Isn't it an act of discretionary abuse when a chief denied an individual the right to carry based on Awol status in the National Guard? And by the way, this soldier is now serving in the reserve. Never once been to jail, no DUI, never been confined to a mental institution, just none of the reasons that would normally prevent someone from obtaining an LTC. He carried for work as an armed security officer for years. His commitment to care for himself and family has always been a top priority. could this be a political or just vague decisions that don't bear the real understanding of an individual right?


----------



## Goose (Dec 1, 2004)

The unfortunate reality is that some Chiefs can and will be dicks when there is any reason whatsoever to deny a LTC. The issue as I see it is that they are allowed to, and they are not protected under the MGL from a civil claim for issuance based on good faith so many of them will tuck their tail beneath their legs and deny or restrict a LTC.

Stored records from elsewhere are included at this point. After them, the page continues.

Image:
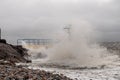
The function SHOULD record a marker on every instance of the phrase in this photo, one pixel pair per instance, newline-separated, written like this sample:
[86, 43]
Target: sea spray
[78, 51]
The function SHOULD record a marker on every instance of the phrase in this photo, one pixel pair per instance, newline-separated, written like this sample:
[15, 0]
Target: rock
[13, 53]
[19, 73]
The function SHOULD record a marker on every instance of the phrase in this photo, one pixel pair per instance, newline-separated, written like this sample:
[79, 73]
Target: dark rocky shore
[20, 73]
[11, 54]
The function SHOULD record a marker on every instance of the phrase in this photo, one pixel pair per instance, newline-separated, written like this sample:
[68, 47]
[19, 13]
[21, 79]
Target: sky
[21, 19]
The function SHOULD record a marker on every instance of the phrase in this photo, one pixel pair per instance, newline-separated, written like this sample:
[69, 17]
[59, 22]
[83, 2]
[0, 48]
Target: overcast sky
[40, 18]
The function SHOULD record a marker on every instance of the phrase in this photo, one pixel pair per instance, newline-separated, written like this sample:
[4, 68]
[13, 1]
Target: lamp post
[68, 30]
[0, 33]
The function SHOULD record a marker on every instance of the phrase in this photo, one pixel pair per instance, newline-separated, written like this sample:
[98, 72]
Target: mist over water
[78, 49]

If this individual is still working as an armed security officer, you should have "them" get a letter from their employer stating such. Otherwise I would have "them" call the Chief so they can sit down and explain their situation and what they have to say and see what the Chief's position is. If all that fails, it can be a costly proposal but you do have the option of getting an attorney and appealing the denial to the court. Good luck.

PS - Nobody here likes the MA firearms laws any more than you do...trust me on that one.


----------



## pahapoika (Nov 5, 2006)

it will only get worse with this latest bill


----------



## Cloverleaf Firearms Group (Jun 9, 2014)

pahapoika said:


> it will only get worse with this latest bill


I'm still digesting it, but the revision appears to put the burden on chief to outline a public safety issue for a denial. ..

Don't quote me on that yet.


----------



## Johnny Law (Aug 8, 2008)

Cloverleaf Firearms Group said:


> I'm still digesting it, but the revision appears to put the burden on chief to outline a public safety issue for a denial. ..
> 
> Don't quote me on that yet.


Nope, you are 100% right on that.


----------